Dopo nove mesi dalla sua presentazione, finalmente il governo ha approvato in questi giorni il “Programma di Azione Biennale per la promozione dei diritti e l’integrazione delle persone con disabilità”. Il testo ora sta passando all’esame della Conferenza unificata delle Regioni e delle Province autonome, per poi fare ritorno in Consiglio dei Ministro dove dovrà essere approvato e attuato mediante apposito decreto.

“Finalmente – ha commentato Vincenzo Falabella della Federazione Italiana per il Superamento dell’Handicap – riprende l’iter di approvazione di questo documento, licenziato dall’Osservatorio nazionale sulla condizione delle persone disabili nel lontano ottobre”.

“Il Programma di Azione – ha aggiunto Falabella – è il risultato di ben due anni di lavoro, condiviso e dettagliato, su aspetti di particolare importanza e delicatezza che vanno dal riconoscimento della disabilità alla vita indipendente, fino alla mobilità, al diritto allo studio, all’inclusione lavorativa e alla tutela della salute. Non ci si poteva certo augurare che una misura del genere rimanesse ancora chiusa dentro a un cassetto”.

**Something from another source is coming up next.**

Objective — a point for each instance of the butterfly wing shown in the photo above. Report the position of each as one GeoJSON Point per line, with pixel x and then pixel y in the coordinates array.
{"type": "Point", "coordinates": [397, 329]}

Il Programma di Azione licenziato dal Consiglio dei Ministri, in effetti, si inquadra come uno strumento molto importante per orientare le politiche e i servizi per la disabilità (tanto a livello locale e regionale, quanto a livello nazionale).

Manca tuttavia il decreto per la ricostituzione dell’Osservatorio nazionale sulla condizione delle persone disabili, tema di cui si occupa il Ministero del Lavoro e delle Politiche Sociali. Quest’altro decreto, ha dichiarato Falabella, “è altrettanto strategico sia per il monitoraggio di quanto previsto nel Programma di Azione che per la declinazione di interventi congruenti”.

In ogni caso, l’augurio di FISH – così come di tutte le altre associazioni che lottano per la tutela dei diritti dei disabili – è che “dopo questo passaggio i successivi atti siano molto celeri per restituire alle amministrazioni, alle regioni e ai ministeri uno strumento essenziale nell’orientamento di politiche e servizi per la disabilità. Su questi passaggi, naturalmente, FISH manterrà alta l’attenzione”.